By Dipo Olowookere
The board of Dangote Cement Plc is considering selling bonds to investors in the nation’s capital market anytime soon.
However, the major reason for the delay is the right market conditions, according to a statement issued by the leading cement marker on Wednesday.
Dangote Cement launched a N300 billion bond issuance programme about two years ago and last year, it offered N100 billion for sale but received subscriptions worth N155 billion.
The N100 billion notes were the first tranche of the fixed-rate senior unsecured bonds maturing in April 2025, attracting the attention of a wide range of high-quality investors including domestic pension funds, asset managers, insurance companies, banks and international funds managers.
Apparently, due to the success of the first tranche of the exercise, the cement giant is considering sourcing more funds from the local market to fund its expansion projects and others.

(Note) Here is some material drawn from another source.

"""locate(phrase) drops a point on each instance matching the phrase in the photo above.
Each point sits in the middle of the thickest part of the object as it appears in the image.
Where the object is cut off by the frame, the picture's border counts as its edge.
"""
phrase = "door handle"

In the notice issued yesterday, the firm said it has already “obtained approval from its board of directors to access the capital markets for medium to long-term debt funding.”
However, the size of the second tranche was not stated in the disclosure, though there are indications that the company may request almost or higher than the amount raised in the first tranche.
In the statement, Dangote Cement, however, emphasised that, “The bonds will be issued imminently, subject to favourable market conditions.”
Already, the company has received the “relevant approvals,” including the Securities and Exchange Commission (SEC) in respect of the bonds.
“The company’s management has disclosed that the proceeds of the bonds will be applied towards funding expansion projects, refinance existing short-term debt and for general corporate purposes,” the notice said.
Dangote Cement Plc is Nigeria’s largest company by market capitalisation and the largest cement producer in Sub Saharan Africa with an installed capacity of 45.6Mta across operations in 10 African countries.
It has consistently reported robust operating and net profit margins compared to its peers in the region and in other jurisdictions. The company has adequate working capital, satisfactory cash flow, and a very experienced management team.